These are things you will find lying around the NYT office in Barra. If you look at the possible combinations, it all makes sense. Peanut butter and Nutella? That works. Water to help swallow the Advil. Advil because you had too much Chivas. Nescafe because you had too much Chivas. Advil because you mixed the wine and the Chivas. If you can think of any other combinations, please feel free to share with the rest of us.

And speaking of things lying around, this is not a good look. And as Jim Luttrell put it in the subject line of his email to everyone, “It happens every two years”. He also said “i needed to wait a lil while longer to get the drool. ” I was trying to go the whole time without the couch nap, but I had to give in. And that 20 minutes felt great.
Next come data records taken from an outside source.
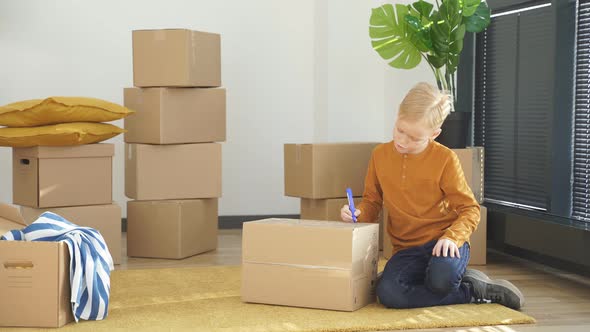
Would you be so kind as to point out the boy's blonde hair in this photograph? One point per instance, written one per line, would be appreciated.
(425, 102)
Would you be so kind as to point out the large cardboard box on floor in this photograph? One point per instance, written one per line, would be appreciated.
(472, 162)
(287, 262)
(478, 240)
(176, 57)
(329, 210)
(325, 170)
(104, 218)
(175, 115)
(179, 171)
(171, 229)
(34, 278)
(48, 176)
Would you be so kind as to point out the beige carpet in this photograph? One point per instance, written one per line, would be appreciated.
(208, 299)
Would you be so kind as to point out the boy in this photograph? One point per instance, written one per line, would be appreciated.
(432, 213)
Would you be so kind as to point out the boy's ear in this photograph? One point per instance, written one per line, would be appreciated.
(436, 133)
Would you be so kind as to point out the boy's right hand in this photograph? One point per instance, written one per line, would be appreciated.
(346, 215)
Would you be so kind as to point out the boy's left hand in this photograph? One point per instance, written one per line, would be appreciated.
(445, 247)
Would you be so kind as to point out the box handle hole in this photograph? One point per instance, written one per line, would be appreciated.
(19, 265)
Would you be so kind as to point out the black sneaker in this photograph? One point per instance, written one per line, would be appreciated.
(486, 290)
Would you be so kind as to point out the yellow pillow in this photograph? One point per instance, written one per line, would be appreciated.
(58, 135)
(53, 110)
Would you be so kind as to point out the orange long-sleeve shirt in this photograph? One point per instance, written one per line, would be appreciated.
(426, 196)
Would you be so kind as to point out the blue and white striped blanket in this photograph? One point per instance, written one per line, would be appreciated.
(90, 261)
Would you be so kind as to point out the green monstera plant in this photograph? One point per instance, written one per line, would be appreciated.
(406, 34)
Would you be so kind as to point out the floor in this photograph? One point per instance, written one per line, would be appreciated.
(559, 301)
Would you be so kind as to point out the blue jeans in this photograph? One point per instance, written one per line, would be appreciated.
(414, 278)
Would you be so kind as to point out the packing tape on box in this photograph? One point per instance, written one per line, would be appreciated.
(302, 266)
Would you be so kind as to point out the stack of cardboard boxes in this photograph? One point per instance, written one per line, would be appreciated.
(172, 163)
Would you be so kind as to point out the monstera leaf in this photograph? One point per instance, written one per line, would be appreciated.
(392, 38)
(423, 8)
(479, 20)
(447, 34)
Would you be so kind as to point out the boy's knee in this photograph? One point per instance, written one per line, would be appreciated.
(440, 285)
(391, 295)
(442, 279)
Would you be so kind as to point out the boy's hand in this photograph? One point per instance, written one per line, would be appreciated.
(346, 215)
(445, 247)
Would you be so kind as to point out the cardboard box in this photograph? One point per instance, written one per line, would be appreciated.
(329, 210)
(325, 170)
(472, 162)
(175, 115)
(171, 229)
(47, 176)
(104, 218)
(176, 57)
(287, 262)
(478, 241)
(183, 171)
(34, 279)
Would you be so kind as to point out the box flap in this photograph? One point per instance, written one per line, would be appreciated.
(76, 151)
(294, 242)
(9, 214)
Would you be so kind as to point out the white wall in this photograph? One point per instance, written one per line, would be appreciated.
(295, 71)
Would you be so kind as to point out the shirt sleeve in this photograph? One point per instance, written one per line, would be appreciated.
(372, 201)
(461, 200)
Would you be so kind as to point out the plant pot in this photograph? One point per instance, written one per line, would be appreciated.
(454, 130)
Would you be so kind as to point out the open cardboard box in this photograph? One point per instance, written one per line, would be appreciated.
(34, 278)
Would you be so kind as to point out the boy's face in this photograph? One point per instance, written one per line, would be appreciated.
(412, 136)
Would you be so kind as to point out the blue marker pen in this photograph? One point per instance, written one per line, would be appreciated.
(351, 203)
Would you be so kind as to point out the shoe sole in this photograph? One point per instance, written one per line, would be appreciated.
(476, 274)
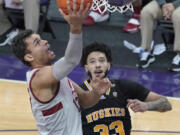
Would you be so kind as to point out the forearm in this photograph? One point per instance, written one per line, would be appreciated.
(72, 57)
(176, 3)
(160, 105)
(161, 2)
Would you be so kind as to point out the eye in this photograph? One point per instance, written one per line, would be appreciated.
(92, 61)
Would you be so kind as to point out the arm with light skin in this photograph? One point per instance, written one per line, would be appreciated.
(90, 98)
(45, 81)
(153, 102)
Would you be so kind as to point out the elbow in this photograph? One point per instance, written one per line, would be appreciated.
(166, 106)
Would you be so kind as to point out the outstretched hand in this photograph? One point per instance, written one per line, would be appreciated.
(137, 105)
(75, 16)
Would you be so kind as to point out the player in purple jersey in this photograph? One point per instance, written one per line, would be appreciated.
(110, 116)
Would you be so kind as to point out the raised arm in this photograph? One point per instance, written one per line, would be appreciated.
(74, 49)
(90, 98)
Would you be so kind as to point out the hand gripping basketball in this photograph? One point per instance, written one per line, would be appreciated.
(62, 4)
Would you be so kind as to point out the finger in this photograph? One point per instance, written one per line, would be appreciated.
(81, 6)
(74, 5)
(86, 9)
(62, 13)
(69, 6)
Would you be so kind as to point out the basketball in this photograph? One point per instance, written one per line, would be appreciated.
(62, 4)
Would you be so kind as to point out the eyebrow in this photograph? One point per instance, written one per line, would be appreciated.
(35, 40)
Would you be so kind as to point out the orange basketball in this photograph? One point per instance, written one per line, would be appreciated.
(62, 4)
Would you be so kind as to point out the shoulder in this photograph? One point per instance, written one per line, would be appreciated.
(123, 82)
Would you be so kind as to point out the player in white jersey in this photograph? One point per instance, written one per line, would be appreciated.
(55, 99)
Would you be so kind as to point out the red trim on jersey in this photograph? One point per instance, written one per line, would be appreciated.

When I am not napping, I am often standing in lines waiting for buses. Sometimes they come and sometimes they don’t. And even though everyone is leaving the track stadium after the morning session, they send one bus every half hour. Nobody really cares to hear any of us whine when we are at the Olympics because pretty much everyone would trade places with us. But for us, there are two things they need to get right: transportation and Wifi. The Wifi is surprisingly good and the transportation is horrendous. Our bus to the office takes a route along the beach for a spell to pick up people from another hotel. However, nobody seemed to realize that the men’s road cycle race was on that same road along the beach. Of course they would take a different route the next day when it was the women’s race along the same route. Nope, they were surprised again to find the road blocked off. There has been a lot of that.

Ever wonder what goes on at the venues hours before the competition starts? I very often have to get to the arenas hours before the competition starts to get the photo positions I want. They are first come, first served so I am usually the first one there to grab the spot that I scoped out ahead of time. That’s a big reason why I come a week ahead of time. We go the venues that we are likely to shoot at and find out the best spots to shoot our sequence composites. Thankfully, those spots are rarely the same spots that most of the other photographers want to shoot from. So there are fewer sharp elbow to worry about.
I am usually there when the gymnastics apparatus is getting cleaned, or when the underwater cameras are getting turned on, or when the army comes in to do a bomb sweep. I quite like this time to myself, it’s very Zen and a nice break from all the mayhem that is happening.